On my return to Perth, some quick research led to the discovery I had accidentally travelled most of the Warlu Way, a 2,480-kilometre journey that extends from Coral Bay to Broome via the Karijini National Park.

Interpretive signs along the drive trail apparently reveal the mysteries of the warlu, or sea serpent, and other Aboriginal legends, but in my case I just enjoyed the amazing scenery.

The trip highlighted the growing popularity of the Ningaloo coast and the continued success of Broome as a tourist destination, but for my money the highlights were Karijini and the Burrup Peninsula.

My trip lasted just over a fortnight, which shows that a large chunk of the state can be seen by road in a relatively short space of time, if you enjoy long-distance driving.

In my case, the driving was part of the attraction; the subtle changes in topography and vegetation, the enormous distances and the sheer scale of the state made a big impression.

So too did the hundreds of 4WDs and camper trailers belting up the highway to Coral Bay, Exmouth, and the surrounding coast.
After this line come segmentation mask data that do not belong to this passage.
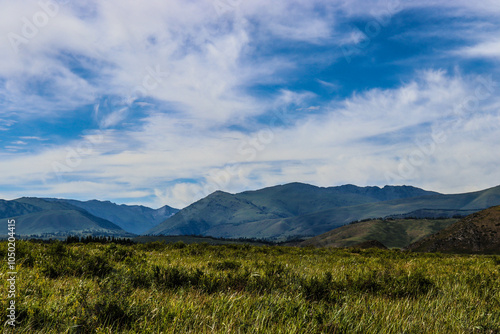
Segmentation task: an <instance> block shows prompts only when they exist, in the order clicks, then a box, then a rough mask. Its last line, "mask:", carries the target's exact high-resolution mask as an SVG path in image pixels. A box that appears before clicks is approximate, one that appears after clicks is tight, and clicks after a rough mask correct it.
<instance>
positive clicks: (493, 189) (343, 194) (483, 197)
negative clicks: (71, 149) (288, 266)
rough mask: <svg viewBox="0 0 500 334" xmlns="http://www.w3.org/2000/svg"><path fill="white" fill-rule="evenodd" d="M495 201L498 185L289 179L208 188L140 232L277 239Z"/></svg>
mask: <svg viewBox="0 0 500 334" xmlns="http://www.w3.org/2000/svg"><path fill="white" fill-rule="evenodd" d="M499 204H500V186H497V187H494V188H489V189H486V190H482V191H476V192H470V193H464V194H451V195H445V194H440V193H437V192H433V191H426V190H423V189H419V188H415V187H411V186H385V187H383V188H379V187H357V186H354V185H345V186H340V187H328V188H322V187H316V186H312V185H308V184H302V183H290V184H285V185H280V186H275V187H269V188H264V189H260V190H256V191H246V192H242V193H238V194H229V193H226V192H222V191H217V192H214V193H212V194H210V195H209V196H207V197H205V198H203V199H201V200H199V201H198V202H195V203H193V204H191V205H190V206H188V207H186V208H184V209H182V210H181V211H179V212H178V213H177V214H175V215H173V216H172V217H170V218H169V219H167V220H166V221H164V222H162V223H161V224H159V225H158V226H156V227H154V228H152V229H151V230H149V231H147V232H146V234H151V235H185V234H195V235H204V236H213V237H223V238H245V237H253V238H262V239H268V240H277V241H283V240H287V239H293V238H308V237H313V236H316V235H319V234H322V233H325V232H328V231H330V230H332V229H334V228H337V227H340V226H343V225H345V224H347V223H350V222H352V221H356V220H363V219H369V218H379V217H387V216H391V215H393V216H394V215H417V216H418V215H420V216H419V217H415V218H427V217H426V216H425V214H429V215H430V216H431V217H430V218H434V217H435V216H436V215H437V216H444V217H453V216H464V215H466V214H469V213H472V212H477V211H479V210H482V209H485V208H488V207H490V206H493V205H499Z"/></svg>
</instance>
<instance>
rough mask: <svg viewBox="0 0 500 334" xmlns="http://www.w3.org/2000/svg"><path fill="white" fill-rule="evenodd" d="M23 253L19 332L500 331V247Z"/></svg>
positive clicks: (44, 250) (16, 297)
mask: <svg viewBox="0 0 500 334" xmlns="http://www.w3.org/2000/svg"><path fill="white" fill-rule="evenodd" d="M0 254H1V255H2V258H6V256H7V243H6V242H2V243H0ZM16 256H17V272H18V274H17V281H16V288H17V297H16V305H17V317H18V318H17V320H18V321H19V323H18V325H17V326H16V332H17V333H116V332H123V333H229V332H235V333H345V332H353V333H498V331H499V330H500V320H499V319H500V273H499V270H500V256H491V255H490V256H481V255H473V256H463V255H460V256H453V255H443V254H423V253H409V252H401V251H396V250H375V249H369V250H361V249H334V248H322V249H315V248H308V247H305V248H294V247H283V246H250V245H242V244H239V245H235V244H228V245H217V246H214V245H208V244H206V243H202V244H190V245H186V244H184V243H182V242H177V243H170V244H165V243H160V242H152V243H146V244H133V245H118V244H115V243H88V244H83V243H63V242H59V241H56V242H52V243H35V242H29V241H18V242H17V243H16ZM1 266H2V271H1V272H2V274H3V275H6V273H7V272H8V271H9V270H8V269H7V263H6V261H4V262H2V265H1ZM2 284H3V286H2V289H3V291H5V292H6V291H7V289H8V287H7V281H6V279H2ZM4 295H6V294H4ZM7 303H8V300H7V299H6V298H3V299H2V305H1V311H0V313H1V314H0V317H2V319H7V313H6V312H7V311H6V309H7ZM4 332H5V333H11V332H12V333H13V332H14V331H13V330H12V329H10V328H9V326H6V327H4Z"/></svg>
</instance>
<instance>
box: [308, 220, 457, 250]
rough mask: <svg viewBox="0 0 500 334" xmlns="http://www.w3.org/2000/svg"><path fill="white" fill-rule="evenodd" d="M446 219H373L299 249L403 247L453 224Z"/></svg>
mask: <svg viewBox="0 0 500 334" xmlns="http://www.w3.org/2000/svg"><path fill="white" fill-rule="evenodd" d="M457 221H458V219H457V218H450V219H388V220H384V219H374V220H368V221H362V222H359V223H353V224H349V225H345V226H342V227H339V228H336V229H334V230H331V231H328V232H326V233H323V234H320V235H318V236H315V237H313V238H310V239H307V240H305V241H303V242H301V243H300V244H299V246H315V247H350V246H354V245H357V244H359V243H362V242H366V241H370V240H377V241H379V242H381V243H382V244H384V245H385V246H386V247H389V248H394V247H397V248H403V247H406V246H408V245H409V244H411V243H412V242H415V241H417V240H419V239H422V238H424V237H426V236H428V235H431V234H433V233H436V232H438V231H440V230H442V229H444V228H445V227H447V226H449V225H451V224H453V223H455V222H457Z"/></svg>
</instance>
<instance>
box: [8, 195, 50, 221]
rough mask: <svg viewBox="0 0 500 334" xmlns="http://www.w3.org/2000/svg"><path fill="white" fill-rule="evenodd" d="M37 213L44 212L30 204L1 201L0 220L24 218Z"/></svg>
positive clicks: (38, 208)
mask: <svg viewBox="0 0 500 334" xmlns="http://www.w3.org/2000/svg"><path fill="white" fill-rule="evenodd" d="M37 211H42V209H41V208H38V207H36V206H33V205H31V204H28V203H21V202H16V201H5V200H3V199H0V219H2V218H10V217H16V216H22V215H26V214H28V213H32V212H37Z"/></svg>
The growing popularity of camper trailers means they are starting to rival the ubiquitous grey nomads in their pop-up caravans, not to mention the backpackers in their spray-painted 'Wicked' vans, and the travellers who prefer a bit more comfort in their Britz vans.

The sheer number of travellers hints at untold business opportunities for those who can anticipate the next trend.

Hopefully it will not be the monstrous Winnebago-style buses that clutter the US, but thankfully remain a rarity in Australia.

I spotted a few at Coral Bay, which for most people is the gateway to the stunning Ningaloo reef.

The town was packed to capacity when I passed through, which served to highlight the importance of having a long-term management plan for Ningaloo that will protect its natural attractions while also accommodating the inevitable growth in visitor numbers.

Many people love the freedom of camping on the beaches north of Coral Bay, but even that will reach capacity at some point in the future.

Broome, by contrast, has comfortably accommodated large-scale tourist developments, which complement its colourful history as a pearling town.

Many visitors choose Broome because they can go there and do nothing, yet there are plenty of places for shopping, entertainment, eating and spending money.

The town has become almost synonymous with Cable Beach Resort but it has new competition with the official opening this month of the Pinctada Cable Beach.

Developed at a cost of $33 million by Marilynne Paspaley, of the famous pearling family, it is the first full-service hotel to be built in Broome for two decades.

Between Coral Bay and Broome are a few destinations that usually don't feature on holiday itineraries; but they should.

The Burrup Peninsula is touted as having the world's largest concentration of engraved rock art, with over 1 million pieces.

There is a conspicuous absence of signage but, with the right instructions from the locals, it is easy to find numerous examples.

The harsh terrain makes it hard to wander far, yet in small areas there are dozens of pieces of rock art.

The Burrup is also home to spectacular examples of engineering design and construction at its liquefied natural gas and fertiliser factories.

Having the ancient and ultra-modern cheek-by-jowl make them both seem more impressive.

The surrounding area includes the Dampier Archipelago, the historic pearling town of Cossack and the charming fishing village at Point Samson, all of which are worth a visit.

Even better attractions lie inland at Karijini, which has arguably the most spectacular and beautiful gorges in the state.

Just driving there through the rugged Hamersley Ranges is a delight.

In Karijini, the gorges feature cliffs rising 100 metres; at the base are flowing streams, swimming pools, lush vegetation and waterfalls.

Its not the place to go for a comfortable, relaxing holiday, but nor is it as rugged or as difficult as many perceive.

The opening a few years ago of the Karijini Eco Retreat makes it an even more attractive option.